A holiday turns sour then becomes an adventure for Vendela Vida’s protagonist in The Diver’s Clothes Lie Empty when she’s mistakenly handed someone else’s identical backpack.
Vida’s novel is narrated in the second person which took some getting used to for me but I enjoyed it very much once I was accustomed to it. The same goes for TaraShea Nesbitt’s The Wives of Los Alamos which is narrated in the first person plural. It’s an ambitious impressive debut about the wives of the scientists who developed the atomic bomb.
Much more conventional in style, Joseph Kanon’s thoroughly enjoyable thriller, Los Alamos, is set during the same period and features an intelligence officer who falls in love with one of the scientist’s wives.
Lydia Millet’s Oh Pure and Radiant Lives begins with the first mushroom cloud in the New Mexican desert which sees the scientists responsible catapulted into 2003 where they try to adjust to a very different America. I loved this funny, original novel.
This month’s Six Degrees of Separation has taken me from a bestselling satire about modern marriage to a set of time-traveling scientists. Part of the fun of this meme is comparing the very different routes other bloggers take from each month’s starting point. If you’re interested, you can follow it on Twitter with the hashtag #6Degrees, check out the links over at Kate’s blog or perhaps even join in.
Fascinating chain! I don’t think I could read that last one but the others sound pretty good.
Thank you!
Argh! Forgot it was six degrees today. I love your chain which reminds me I have Los Alamos and the Lydia Millet to read in my piles. I really enjoyed the Tara Shea Nesbit too.
It’s not too late! Thanks, Annabel. I think you’d enjoy both of those.
I haven’t heard of any of these! Excellent linking!
Thank you. I seem to veer off into New Mexico for quite a while there.
I have looked at that first Los Alamos book a number of times. I enjoyed your chain this month!
Thank you. I enjoyed all three of the Los Alamos novels, each very different from the others.
Hot Milk has really stayed with me – quite a testament as my memory is appalling but the characterisation was just so strong.

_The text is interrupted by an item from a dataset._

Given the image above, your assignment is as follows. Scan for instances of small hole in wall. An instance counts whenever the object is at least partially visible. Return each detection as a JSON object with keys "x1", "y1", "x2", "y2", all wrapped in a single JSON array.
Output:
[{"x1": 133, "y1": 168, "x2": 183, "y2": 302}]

I’m very tempted by your last choice, it sounds different.
It is, although I’m not entirely sure it’s available in the UK anymore. I share your memory woes!
Your chain sounso tempting all the way, yum, yum…
Excellent!
Nice links, but I’m a little worried about your atomic bomb obsession… 😉
Thank you. I might have been feeling a little apocalyptic this weekend!
Cool links to all new to me books, thanks!
My chain is here https://wordsandpeace.com/2020/02/01/six-degrees-of-separation-from-trouble-to-wedding/
Thank you, and for the link.
I’ve read The Wives, which I really enjoyed. Thanks for sharing your chain
Thanks you, and pleased to hear that. I’m not sure it got much attention here.
A fascinating chain, Susan, bravo. All the books sound intriguing. I started Hot Milk a while back but must have got diverted onto something else – will give it another go some time.
Thanks so much, Liz. I enjoyed yours, too.
Clearly your choice of a post apocalyptic novel was influenced by the fact you were writing this the first day of our new status as a non EU nation…..
I think you may well be right…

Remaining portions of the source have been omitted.